By Wang Xiaodong (China Daily) Updated: 2015-10-12 07:35

A 24-year-old man in Hangzhou, the capital of Zhejiang province, drove his car into West Lake after accidentally stepping on the accelerator while searching for his phone in the vehicle.

The man said he had been playing with his mobile phone while driving last month but suddenly dropped the handset, according to the Ministry of Public Security's Traffic Management Bureau.

He escaped from the car through a window and swam back to shore, the bureau said.

The incident was just one example that has prompted traffic management authorities to warn that drivers risk death or injury if they use their smartphones while on the road.

About 20 percent of drivers use their phones while driving to make calls, send text messages or check their social media accounts, the bureau said on its micro blog during the National Day holiday.

With the number of smartphone users in China estimated at about 500 million and rising, using the phones while driving has become the second most popular bad habit among drivers after failing to wear safety belts, the bureau said.

Its warning was prompted by the obsession for using smartphones while ignoring the surrounding environment.

The bureau said that looking for mobile phones while driving increases the chances of a traffic accident nine times, while sending a text message increases the chances 23 times.

Zhang Lei, a doctor at Beijing Emergency Medical Center, said the number of injuries caused by the obsession with mobile phone use has risen in the city in recent years.
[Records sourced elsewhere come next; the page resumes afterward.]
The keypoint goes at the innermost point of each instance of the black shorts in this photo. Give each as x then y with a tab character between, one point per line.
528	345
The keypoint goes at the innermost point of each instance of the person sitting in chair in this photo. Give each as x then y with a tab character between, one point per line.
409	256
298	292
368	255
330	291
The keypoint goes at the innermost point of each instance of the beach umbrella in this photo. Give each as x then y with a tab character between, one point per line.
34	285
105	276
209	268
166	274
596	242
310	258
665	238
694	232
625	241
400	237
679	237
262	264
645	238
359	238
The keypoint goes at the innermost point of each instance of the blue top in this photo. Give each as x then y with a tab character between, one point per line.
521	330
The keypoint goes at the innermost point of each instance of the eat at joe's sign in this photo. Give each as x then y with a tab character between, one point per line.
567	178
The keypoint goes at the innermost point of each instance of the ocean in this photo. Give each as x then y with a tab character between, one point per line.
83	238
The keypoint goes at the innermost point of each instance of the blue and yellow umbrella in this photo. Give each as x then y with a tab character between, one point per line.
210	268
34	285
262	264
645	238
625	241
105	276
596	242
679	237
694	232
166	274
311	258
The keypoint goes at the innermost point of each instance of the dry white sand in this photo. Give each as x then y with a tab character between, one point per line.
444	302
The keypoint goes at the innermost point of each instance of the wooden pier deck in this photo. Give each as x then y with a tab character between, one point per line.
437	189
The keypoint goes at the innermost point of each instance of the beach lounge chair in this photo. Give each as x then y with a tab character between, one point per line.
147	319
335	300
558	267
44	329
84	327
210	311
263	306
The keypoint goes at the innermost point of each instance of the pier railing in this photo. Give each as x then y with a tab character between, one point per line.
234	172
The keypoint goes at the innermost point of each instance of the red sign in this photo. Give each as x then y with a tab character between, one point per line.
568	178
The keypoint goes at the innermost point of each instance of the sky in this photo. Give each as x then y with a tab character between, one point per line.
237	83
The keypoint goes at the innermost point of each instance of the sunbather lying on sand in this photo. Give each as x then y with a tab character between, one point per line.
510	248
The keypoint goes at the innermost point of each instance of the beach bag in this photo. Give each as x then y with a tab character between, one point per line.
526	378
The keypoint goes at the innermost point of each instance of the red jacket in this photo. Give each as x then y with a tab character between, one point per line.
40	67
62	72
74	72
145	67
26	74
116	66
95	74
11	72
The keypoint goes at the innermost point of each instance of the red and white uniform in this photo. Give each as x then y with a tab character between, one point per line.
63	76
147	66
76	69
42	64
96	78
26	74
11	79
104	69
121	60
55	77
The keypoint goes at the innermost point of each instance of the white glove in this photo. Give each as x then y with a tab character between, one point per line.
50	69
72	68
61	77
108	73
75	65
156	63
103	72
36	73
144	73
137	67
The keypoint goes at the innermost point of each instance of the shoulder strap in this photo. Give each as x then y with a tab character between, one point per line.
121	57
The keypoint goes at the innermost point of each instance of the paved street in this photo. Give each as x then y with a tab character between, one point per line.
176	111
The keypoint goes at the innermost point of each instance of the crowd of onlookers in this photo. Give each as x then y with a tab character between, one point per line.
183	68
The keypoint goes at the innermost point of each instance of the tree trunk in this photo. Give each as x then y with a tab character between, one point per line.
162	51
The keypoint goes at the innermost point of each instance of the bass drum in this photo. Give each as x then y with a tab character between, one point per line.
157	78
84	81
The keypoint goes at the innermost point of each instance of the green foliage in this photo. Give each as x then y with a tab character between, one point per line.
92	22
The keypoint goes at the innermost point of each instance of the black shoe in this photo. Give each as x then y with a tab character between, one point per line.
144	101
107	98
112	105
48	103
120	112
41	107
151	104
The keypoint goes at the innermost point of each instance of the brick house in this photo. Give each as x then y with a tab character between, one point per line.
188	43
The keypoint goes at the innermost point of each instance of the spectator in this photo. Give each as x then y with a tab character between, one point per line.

Cases include pedestrians bumping into other people, falling over and breaking their bones while walking and using their smartphones.

Zhang said he once arrived at the scene of a car accident on a highway in the capital, but the car driver, who was stuck under a heavy truck, was already dead.

"We found he was still clutching his mobile phone," Zhang said.

He added that as more people become reliant on or addicted to using smartphones, safety has become an increasing problem.

"There are more valuable things in our lives than electronic products, and we should not become slaves to them," he said.

According to a report by Internet search giant Baidu in May, the mobile Internet has become the main means of communication and information source for young people in China.

The report, based on a survey of more than 11,000 people of various age groups, found that 75.5 percent of those born after 1995 said mobile phone-based chat apps were the most common means of communication with others, followed by phone calls and face-to-face conversations.